Over the last decade I have had the opportunity to become certified in several trainings, including workshops designed to improve communication and productivity. In one of my two-day workshops, I witnessed first hand the frantic panic and anxiety people would experience as a result of their addiction to technology.

At the start of the class, attendees were instructed to turn off their cell phones and place them out of site. After the gasps calmed down, I assured everyone that the first break was in less than an hour and they could “check in” on their emails, voicemails, texts, Facebook posts, Google+ posts, LinkedIn, Instagram and Twitter messages.

During a section of this training, there were videos by several highly respected neurologists citing scientific studies about the current state of addiction to technology and how it causes a surge in our brains similar to the addiction to nicotine. More importantly, they described the damage to our brain and its well being, plus the added stress and inability to engage in healthy relationships.

What is the typical day for most of us as it relates to this addiction? The phone is left on the night stand all night so once it lights up or buzzes, you wake up to immediately respond. At the first moment you are awake, you grab the phone to see what you may have missed and respond before even saying hello to your loved ones. It is carried with you, never leaving your grasp from bathroom to kitchen and beyond. Once at the computer, you are stuck in a frenzy of alarms going off, constantly interrupting whatever you are working on, diminishing your ability to focus and use the best part of your thinking brain – the prefrontal cortex.

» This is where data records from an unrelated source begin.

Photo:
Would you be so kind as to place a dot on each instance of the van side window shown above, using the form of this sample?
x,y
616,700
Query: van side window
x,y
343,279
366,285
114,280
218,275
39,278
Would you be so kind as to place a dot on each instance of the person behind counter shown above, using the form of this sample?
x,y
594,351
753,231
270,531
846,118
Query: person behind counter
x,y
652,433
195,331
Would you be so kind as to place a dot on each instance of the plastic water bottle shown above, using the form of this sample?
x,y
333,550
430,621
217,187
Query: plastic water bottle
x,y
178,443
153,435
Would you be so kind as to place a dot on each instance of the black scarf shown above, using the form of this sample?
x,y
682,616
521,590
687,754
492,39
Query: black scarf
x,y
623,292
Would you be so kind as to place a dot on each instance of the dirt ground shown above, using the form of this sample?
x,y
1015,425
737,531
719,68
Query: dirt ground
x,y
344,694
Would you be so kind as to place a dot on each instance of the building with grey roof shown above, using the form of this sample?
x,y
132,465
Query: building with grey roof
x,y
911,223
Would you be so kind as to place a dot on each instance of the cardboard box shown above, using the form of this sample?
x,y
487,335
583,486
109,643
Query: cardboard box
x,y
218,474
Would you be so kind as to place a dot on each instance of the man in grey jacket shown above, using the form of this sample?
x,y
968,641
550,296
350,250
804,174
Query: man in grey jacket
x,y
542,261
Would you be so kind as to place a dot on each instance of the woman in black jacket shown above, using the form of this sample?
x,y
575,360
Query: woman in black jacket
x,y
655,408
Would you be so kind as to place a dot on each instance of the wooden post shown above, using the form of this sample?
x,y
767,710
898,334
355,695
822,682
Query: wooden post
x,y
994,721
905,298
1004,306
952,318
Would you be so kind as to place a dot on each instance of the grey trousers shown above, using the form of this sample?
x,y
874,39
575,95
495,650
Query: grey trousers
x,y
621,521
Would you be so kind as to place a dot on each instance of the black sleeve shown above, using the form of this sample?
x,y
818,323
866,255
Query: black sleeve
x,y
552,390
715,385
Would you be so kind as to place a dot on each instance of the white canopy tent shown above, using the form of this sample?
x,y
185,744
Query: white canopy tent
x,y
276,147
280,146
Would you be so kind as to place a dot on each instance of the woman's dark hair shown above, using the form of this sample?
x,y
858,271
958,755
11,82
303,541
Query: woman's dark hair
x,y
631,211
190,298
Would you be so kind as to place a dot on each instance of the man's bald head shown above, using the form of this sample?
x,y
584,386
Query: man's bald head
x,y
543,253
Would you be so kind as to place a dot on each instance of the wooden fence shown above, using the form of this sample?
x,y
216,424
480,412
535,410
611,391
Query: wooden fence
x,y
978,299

Then off to lunch and whether you stand in line to order or sit down with others to eat, everyone has their face buried in their cell phones. No one is talking to each other. And it doesn’t stop there. You arrive home and continue the attention to the phone. If you have children, they are playing electronic games, and dinner is a silent dance of distractions with very little human interchange. The cost according to the experts is isolation… a society no longer connected, selfishly feeding their electronic additions and missing out on life’s purpose.

The solution? Make a choice. Decide who is important to you, and set boundaries. Choose to show others respect by being present and fully engaged. Set aside the electronics during family time, couple time and in one-on-one meeting time. Listen and take part in the conversation by asking questions and genuinely caring about the other person. These skills are not easy to implement at first, yet as you aspire to be a person who controls the use of technology, you will command your time and enhance, even enjoy your relationships.

Ask yourself this question: “How do you want to be remembered by those who know you?” 

Will people say, “great communicator; caring, so sincere; made me feel special and important; always had time to talk; one of the best people I have had in my life!” 

If you passed away today, what would people say about you?

Tips for Success to Overcome the Technology Addiction:
  • Schedule a set time for connecting, using a start and stop alarm. 
  • Communicate to others what times you will be checking in.
  • Be 100% present in your relationships, letting them know why you have decided to put the electronics away while you are with them.
  • Share with others how your life has changed once you took back control and what a difference it has made for you and those you care most about.